18 PERFECT DAYS
映画「PERFECT DAYS」を観てきました。
静かな映画です。
主演の役所広司さんが、話さずとも表情ひとつで表現するので目が離せず、あっという間に終わってしまいました。
昭和から時が止まったかのような、主人公の暮らし。
毎日同じことを繰り返します。
少なくとも10年は同じように暮らしていそうです。
それが主人公にとって大事なことなんだな、と
観ているうちにわかります。
ちょうど昨日お客さん達と、時代の価値観が昭和から急激に変化していて、もはや令和は全く違う世の中になった、というようなことを話していたのです。

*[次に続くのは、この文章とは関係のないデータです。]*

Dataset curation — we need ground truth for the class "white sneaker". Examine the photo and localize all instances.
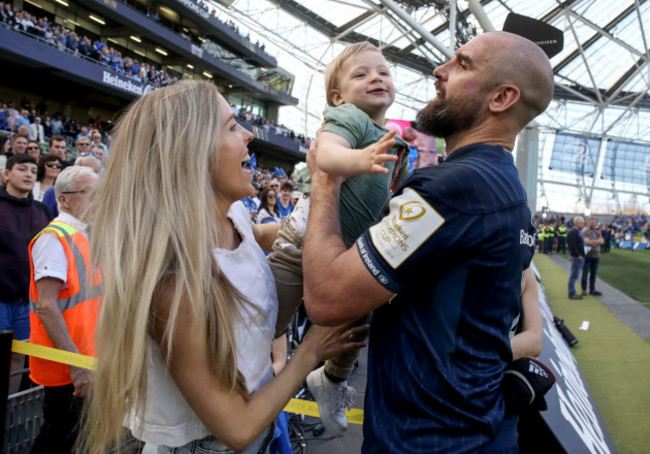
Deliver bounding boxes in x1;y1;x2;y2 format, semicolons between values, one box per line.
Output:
307;366;357;437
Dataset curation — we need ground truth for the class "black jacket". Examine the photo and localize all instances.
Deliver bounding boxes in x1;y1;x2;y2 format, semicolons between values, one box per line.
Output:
566;227;585;257
0;186;52;303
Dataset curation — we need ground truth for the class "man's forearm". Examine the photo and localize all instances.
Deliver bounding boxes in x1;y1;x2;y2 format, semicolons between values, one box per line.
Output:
36;303;79;353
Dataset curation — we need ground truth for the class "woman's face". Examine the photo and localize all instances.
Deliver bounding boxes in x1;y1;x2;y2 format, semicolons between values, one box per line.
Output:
45;159;61;178
212;95;253;203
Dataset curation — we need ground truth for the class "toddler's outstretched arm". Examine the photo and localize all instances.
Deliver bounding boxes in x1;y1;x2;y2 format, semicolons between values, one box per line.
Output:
317;131;397;177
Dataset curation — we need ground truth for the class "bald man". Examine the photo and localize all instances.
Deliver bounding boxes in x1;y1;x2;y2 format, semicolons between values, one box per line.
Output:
303;32;553;454
413;132;438;169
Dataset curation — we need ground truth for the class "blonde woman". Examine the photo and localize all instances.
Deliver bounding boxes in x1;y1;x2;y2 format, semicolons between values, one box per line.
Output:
80;80;367;454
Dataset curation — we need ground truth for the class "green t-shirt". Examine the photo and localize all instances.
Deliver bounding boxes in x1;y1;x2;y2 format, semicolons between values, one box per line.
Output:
294;104;409;246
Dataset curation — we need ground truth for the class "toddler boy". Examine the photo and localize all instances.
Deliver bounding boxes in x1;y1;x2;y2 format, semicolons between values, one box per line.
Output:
269;42;408;437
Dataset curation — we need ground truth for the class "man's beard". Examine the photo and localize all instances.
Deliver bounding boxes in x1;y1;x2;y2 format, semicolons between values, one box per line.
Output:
417;87;483;139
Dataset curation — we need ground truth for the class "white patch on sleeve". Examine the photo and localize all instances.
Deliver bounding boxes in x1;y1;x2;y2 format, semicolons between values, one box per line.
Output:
370;188;445;269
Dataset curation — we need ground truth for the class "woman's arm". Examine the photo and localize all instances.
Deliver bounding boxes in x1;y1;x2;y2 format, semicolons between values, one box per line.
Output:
153;284;368;451
317;131;397;177
510;268;543;361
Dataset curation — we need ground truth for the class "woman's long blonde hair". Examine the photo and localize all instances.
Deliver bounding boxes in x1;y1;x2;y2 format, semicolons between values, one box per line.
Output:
80;80;247;453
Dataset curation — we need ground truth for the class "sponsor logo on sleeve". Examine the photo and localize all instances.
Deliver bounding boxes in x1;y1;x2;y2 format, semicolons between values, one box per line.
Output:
370;188;445;268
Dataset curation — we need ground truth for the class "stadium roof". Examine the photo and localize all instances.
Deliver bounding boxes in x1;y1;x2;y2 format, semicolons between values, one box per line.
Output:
210;0;650;212
220;0;650;138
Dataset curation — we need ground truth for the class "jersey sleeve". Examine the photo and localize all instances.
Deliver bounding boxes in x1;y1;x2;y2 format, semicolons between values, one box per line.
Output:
323;104;373;148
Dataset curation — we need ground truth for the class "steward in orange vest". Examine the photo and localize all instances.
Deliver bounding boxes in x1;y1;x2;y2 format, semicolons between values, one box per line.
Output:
29;221;101;386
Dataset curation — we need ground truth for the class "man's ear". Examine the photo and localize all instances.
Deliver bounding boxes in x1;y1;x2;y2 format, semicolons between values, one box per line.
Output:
488;84;520;113
56;194;67;209
330;88;345;107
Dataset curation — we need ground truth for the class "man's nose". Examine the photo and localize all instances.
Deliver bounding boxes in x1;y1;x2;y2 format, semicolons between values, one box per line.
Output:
433;62;450;79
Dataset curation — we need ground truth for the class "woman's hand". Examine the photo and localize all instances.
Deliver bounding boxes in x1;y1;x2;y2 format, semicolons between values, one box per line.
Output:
300;324;370;363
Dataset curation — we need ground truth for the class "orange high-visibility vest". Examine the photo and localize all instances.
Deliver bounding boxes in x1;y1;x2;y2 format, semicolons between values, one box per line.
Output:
29;221;101;386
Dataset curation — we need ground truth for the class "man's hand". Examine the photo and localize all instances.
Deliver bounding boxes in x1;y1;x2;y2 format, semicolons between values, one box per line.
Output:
360;129;397;174
68;366;95;399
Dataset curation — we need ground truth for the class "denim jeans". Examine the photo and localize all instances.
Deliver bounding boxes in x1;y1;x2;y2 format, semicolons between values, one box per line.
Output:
142;423;275;454
569;257;584;296
582;257;600;293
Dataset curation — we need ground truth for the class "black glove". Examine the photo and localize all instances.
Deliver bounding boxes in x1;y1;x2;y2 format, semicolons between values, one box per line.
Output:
501;356;555;418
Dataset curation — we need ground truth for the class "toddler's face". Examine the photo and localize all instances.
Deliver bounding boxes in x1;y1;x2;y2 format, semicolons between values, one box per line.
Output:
332;50;395;118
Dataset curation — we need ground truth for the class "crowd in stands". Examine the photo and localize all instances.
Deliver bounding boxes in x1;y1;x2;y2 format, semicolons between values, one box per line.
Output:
189;0;266;50
0;3;178;86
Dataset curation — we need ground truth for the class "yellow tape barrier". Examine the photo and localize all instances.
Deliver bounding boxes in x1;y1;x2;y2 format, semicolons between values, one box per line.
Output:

(参照はテレビドラマ・不適切にもほどがある をどうぞ 笑)
この映画での昭和感は、それとはまた違っていて、主人公は価値観をアップデートしていないわけではなく、自分が好きで心地よい暮らしを選んで、そうしているのがよくわかるのです。
おそらく昔に、金銭的に豊かであることが一番の幸せ、とする生き方を辞めるような出来事があったのか…
そういう価値観なんですね。時代は関係なく。
毎日粛々と、でも静かな情熱を持って、プロフェッショナルにトイレ清掃の仕事をしている。
自分の力を使って仕事をして、人に喜んでもらうことで、自分も幸せを感じる、ということをちゃんとしています。
木漏れ日の光と影は、私は陰陽のことを表すような気がしていて。
影も受け入れ、ありがたく思い、
季節の移り変わりに目を細め、
日々のアクシデントや、袖振り合う人たちから得たことを、感じ味わっている。
これはあれですよ、「いとをかし」の心ですよ。
でもどこか、主人公の生活が行のように見えるのは、俗世のあれこれ、人間ドラマが渦巻く世界に生きるのをやめたから。
余分なものを削ぎ落とし、ただ自分にできることをやり、今に集中する。
そんな境地に、死ぬまでにはなってみたいものです。
観てよかった。とても良き映画でした。